Education support workers rally in Edmonton over budget freeze

Nov 22 2019, 10:24 pm

Support staff with Edmonton Public Schools held a protest Friday over the provincial government freezing the education budget, which unionized workers say will negatively impact students.

Educational assistants, administrators, custodial staff, tradespeople, parents, and students gathered outside the school board building at 11:30 am carrying flags and placards.

“These folks are absolutely essential to the school system,” Rory Gill, Alberta’s regional vice president of the Canadian Union of Public Employees, said in a phone interview.

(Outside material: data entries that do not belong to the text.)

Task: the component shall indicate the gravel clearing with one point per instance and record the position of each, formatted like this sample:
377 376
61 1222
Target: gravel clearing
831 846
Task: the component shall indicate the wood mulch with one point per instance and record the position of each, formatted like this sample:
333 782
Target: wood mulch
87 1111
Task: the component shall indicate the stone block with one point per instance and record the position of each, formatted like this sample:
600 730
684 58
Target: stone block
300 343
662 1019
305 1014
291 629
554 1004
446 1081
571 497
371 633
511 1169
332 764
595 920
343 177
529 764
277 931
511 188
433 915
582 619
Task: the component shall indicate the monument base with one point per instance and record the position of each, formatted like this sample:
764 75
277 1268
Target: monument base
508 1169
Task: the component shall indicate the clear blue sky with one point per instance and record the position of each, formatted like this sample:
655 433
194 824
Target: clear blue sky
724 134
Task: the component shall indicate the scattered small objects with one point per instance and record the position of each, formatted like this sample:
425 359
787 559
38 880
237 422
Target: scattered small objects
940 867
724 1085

Alberta’s United Conservative Party Premier Jason Kenny unveiled his first budget in late October, and it contained $1.3-billion in cuts and axed more than 2,000 public sector jobs.

The province’s education budget was frozen. But since cities like Edmonton are seeing increasing enrolment, Gill said the resulting budget shortfalls are akin to a cut because schools will need to serve more students with the same amount of money.

On Wednesday, the Calgary Board of Education announced it’s laying off 300 teachers due to a budget shortfall. The province’s Education Minister Adriana LaGrange has ordered an audit looking into the layoffs.

Edmonton Public Schools hasn’t yet announced if it will be doing layoffs, but Gill suspects they could be coming as the board “works through” its $34.4 million shortfall.

He added fewer hours for support staff would mean students with special needs aren’t getting the attention they need from educational assistants and that all students have to learn in dirtier buildings where it takes longer for things to get repaired.

A spokesperson for LaGrange told Daily Hive via email that the province’s 2019 budget honours the government’s commitment to maintaining education funding.

“Every student continues to be funded at the same base instruction levels as previous years,” said Colin Aitchison. “The government expects boards to direct resources to frontline student services and ensure that student learning is not impacted.”